– Ах, да, об этом я и забыл… – в раздумье ответил Никифор Фока.
– Что ж, пойдем тогда к Феофано. Василевса она не заменит, но хотя
бы увидит нас вместе и расскажет об этом супругу. Ты же знаешь, как
жены умеют влиять на мужей. А Феофано, по слухам, во всем на него
влияет. Так что прошу тебя, постарайся произвести впечатление.
Иначе союзного договора нам не видать.
Некоторое время спустя
Тихие приглушенные голоса едва долетали до сводов дворцового
зала, сиявшего золотой оправой и мраморной белизной колоннад.

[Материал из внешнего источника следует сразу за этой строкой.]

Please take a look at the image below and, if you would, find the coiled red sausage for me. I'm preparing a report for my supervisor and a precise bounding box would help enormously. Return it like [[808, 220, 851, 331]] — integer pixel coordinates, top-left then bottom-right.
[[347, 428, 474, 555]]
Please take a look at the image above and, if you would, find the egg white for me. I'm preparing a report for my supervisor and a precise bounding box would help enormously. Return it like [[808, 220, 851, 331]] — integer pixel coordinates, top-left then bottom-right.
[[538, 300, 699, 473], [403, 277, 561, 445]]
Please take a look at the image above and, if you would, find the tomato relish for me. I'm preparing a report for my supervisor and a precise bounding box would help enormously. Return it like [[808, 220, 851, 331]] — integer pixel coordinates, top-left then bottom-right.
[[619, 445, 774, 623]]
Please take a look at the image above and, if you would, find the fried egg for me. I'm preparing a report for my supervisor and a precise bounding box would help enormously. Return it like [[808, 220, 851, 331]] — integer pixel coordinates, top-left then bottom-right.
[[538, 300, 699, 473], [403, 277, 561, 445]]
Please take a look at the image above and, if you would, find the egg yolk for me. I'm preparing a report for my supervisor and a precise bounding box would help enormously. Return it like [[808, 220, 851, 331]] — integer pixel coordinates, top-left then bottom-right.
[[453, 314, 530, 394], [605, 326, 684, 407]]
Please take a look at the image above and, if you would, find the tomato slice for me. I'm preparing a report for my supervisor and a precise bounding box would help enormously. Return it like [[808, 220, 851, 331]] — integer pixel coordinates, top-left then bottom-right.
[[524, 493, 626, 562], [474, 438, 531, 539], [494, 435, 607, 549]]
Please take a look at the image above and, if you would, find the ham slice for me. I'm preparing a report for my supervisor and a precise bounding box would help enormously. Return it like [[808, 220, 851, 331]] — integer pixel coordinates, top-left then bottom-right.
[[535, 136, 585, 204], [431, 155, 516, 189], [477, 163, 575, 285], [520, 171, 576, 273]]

Феофано сидела на троне, выпрямив спину и высоко подняв подбородок.
На ней был тяжеловесный наряд, принадлежавший усопшей свекрови, но
даже в нем молодая августа была ослепительно хороша – черноволосая,
статная, наделенная редкой чувственной красотой, над которой ничто
не имело власти. Подарив василевсу двоих сыновей, она нисколько не
располнела и выглядела невероятно юной. Рядом с ней, придвинувшись
к самому трону, суетился грузный одутловатый евнух Иосиф Вринга,
занимавший должность паракимомена и негласно приставленный, чтобы
за ней следить. Остальные слуги стояли поодаль неподвижной и
молчаливой канвой.
– Как только доместик явится, держитесь настороже, а то как бы
чего не вышло, – напутствовал евнух августу.
– А что может выйти? – произнесла Феофано, слегка
повернувшись.
– Никифор Фока привечает весьма неугодных гостей. Из-за этого
василевс удалился из города и отменил триумф.
«Так вот почему он так спешно отправился на охоту», – отметила
про себя августа. Она-то считала, что Роман уехал из-за неё. В
последние дни они не особенно ладили. Василевс обвинял её в смерти
матери и раздражался из-за каждого пустяка.
Феофано терпела молча. Уж ей ли было не знать, отчего
действительно умерла разбитая горем свекровь. Она тосковала по
дочерям, которых Роман приказал удалить в монастырь. Девушки
утверждали, что он отравил их отца Константина Багрянородного, и
благо, что заплатили за это свободой, а не собственной жизнью.
Феофано боялась закончить так же и всячески угождала супругу,
надеясь в душе, что со временем тучи рассеются и прежняя
благосклонность вернется, надо только переждать грозу.
– Не беспокойтесь, я буду держаться настороже, – заверила она
Иосифа Врингу и только это сказала, в озаренный светильнями зал
размашистым шагом вошел Никифор Фока.